Why has the change been so slow?  State legislatures and Governors seem to be very beholden to the nursing home industry, which definitely knows how to play the political process much better than elderly and disabled advocates.

Until the political pressure from the people with disabilities – regardless of age- increases, the nursing home industry will prevail.  Let’s look at how your State did in FY 2009 with its Medicaid Long-Term Care expenditures for older and younger Americans with Disabilities:

Some States have consistently done very poorly and have been consistently below the national average.  Some States conversely been consistently above the national average.  Some States seem ripe for class action Olmstead litigation.

What sanctions are CMS and OCR planning for those States that have both lengthy waiting lists for community-based services and spend disproportionately on nursing homes?

In the listing below, the first number is the percentage spent on nursing home services.  The second number is the percentage spent on community-based services.

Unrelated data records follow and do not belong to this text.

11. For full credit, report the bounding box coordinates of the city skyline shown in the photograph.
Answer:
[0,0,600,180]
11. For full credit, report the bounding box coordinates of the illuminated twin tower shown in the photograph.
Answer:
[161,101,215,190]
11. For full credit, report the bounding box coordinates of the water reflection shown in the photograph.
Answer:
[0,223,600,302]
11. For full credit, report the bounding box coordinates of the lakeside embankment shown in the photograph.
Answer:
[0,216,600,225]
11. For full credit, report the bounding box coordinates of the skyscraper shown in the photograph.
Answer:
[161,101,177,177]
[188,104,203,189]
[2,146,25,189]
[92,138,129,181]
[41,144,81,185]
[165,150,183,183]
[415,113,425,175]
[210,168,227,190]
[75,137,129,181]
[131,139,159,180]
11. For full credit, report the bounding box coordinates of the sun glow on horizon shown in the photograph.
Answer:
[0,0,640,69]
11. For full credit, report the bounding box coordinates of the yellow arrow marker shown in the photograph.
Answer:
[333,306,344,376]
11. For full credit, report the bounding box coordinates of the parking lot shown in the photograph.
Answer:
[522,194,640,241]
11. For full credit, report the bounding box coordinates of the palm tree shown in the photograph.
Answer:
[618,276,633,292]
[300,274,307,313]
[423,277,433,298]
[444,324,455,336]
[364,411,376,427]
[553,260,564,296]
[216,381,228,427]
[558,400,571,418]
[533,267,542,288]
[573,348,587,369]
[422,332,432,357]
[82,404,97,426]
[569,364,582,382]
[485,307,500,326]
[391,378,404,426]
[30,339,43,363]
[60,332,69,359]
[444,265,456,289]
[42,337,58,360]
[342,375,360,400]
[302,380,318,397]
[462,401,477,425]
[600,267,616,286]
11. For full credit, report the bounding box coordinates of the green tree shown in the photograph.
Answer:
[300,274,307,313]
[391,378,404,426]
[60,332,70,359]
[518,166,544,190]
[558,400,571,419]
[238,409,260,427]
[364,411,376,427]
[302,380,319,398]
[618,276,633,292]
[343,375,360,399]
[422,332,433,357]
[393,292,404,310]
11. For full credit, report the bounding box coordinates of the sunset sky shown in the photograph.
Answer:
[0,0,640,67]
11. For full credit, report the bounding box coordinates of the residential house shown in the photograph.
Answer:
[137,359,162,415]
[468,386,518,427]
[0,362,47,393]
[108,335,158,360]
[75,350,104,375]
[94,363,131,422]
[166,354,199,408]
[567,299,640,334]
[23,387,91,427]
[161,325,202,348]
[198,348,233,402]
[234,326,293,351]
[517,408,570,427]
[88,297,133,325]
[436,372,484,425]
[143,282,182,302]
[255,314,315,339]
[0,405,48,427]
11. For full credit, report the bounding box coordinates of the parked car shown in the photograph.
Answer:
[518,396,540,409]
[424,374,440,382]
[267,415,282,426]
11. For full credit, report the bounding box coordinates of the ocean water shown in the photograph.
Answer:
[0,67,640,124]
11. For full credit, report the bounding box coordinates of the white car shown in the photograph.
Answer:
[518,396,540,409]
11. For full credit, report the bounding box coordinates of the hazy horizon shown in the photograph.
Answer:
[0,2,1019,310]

National …………………66.2% ………… 33.8%

Alabama ………………….85.1%  …………14.9%  

Alaska …………………. 44.3% ………….55.7%

Arizona ………………… 78.6%…………..21.4% *

Arkansas………………… 71.0 …………..29.0

California………………. 44.9 …………..55.1*

Colorado………………… 56.4……………43.6

Connecticut……………….75.7……………24.3

Delaware………………….87.5……………12.5

D. C……………………..54.4……………45.6

Florida…………………..79.5……………20.5

Georgia…………………..74.0……………26.0

Hawaii……………………80.8……………19.2*                    

Idaho…………………….56.7……………43.3

Illinois………………….80.2 …………..19.8

Indiana…………………..83.8 …………..16.2

Iowa……………………..70.4 …………..29.6

Kansas……………………60.6……………39.4

Kentucky………………….80.7 …………..19.3

Louisiana…………………67.5……………32.5

Maine…………………….75.5 …………..24.5

Maryland………………… 85.1……………14.9

Massachusetts…………..64.1……………35.9*

Michigan………………….78.5……………21.5

Minnesota…………………42.5……………57.5*

Mississippi……………….84.2……………15.8

Missouri………………….66.3 …………..33.7

Montana…………………..66.1……………33.9

Nebraska………………….75.1……………24.9

Nevada……………………65.9 …………..34.1

New Hampshire……………..82.3……………17.7

New Jersey………………..78.8……………21.2

New Mexico………………..31.2……………68.8

New York …………………61.9……………38.1*

North Carolina…………….57.2……………42.8

North Dakota…………….. 89.8……………10.2

Ohio……………………..75.9 …………..24.1

Oklahoma………………… 67.6……………32.4

Oregon………………….. 43.8……………56.2

Pennsylvania…………….. 82.1……………17.9

Rhode Island…………….. 95.6…………….4.4*

South Carolina…………… 72.1……………27.9

South Dakota…………….. 86.0……………14.0

Tennessee……………….. 91.1…………….8.9*

Texas…………………….55.5……………44.5*

Utah……………………..80.4……………19.6

Vermont…………………..67.5……………32.5*  

Virginia………………….64.9……………35.1

Washington ……………….38.0 …………..62.0

West Virginia……………. 74.5……………25.5

Wisconsin ………………. 74.0 …………. 26.0*

Wyoming ………………….76.6……………23.4

* Data may not include certain LTC expenditures with managed care or 115 waiver data not available.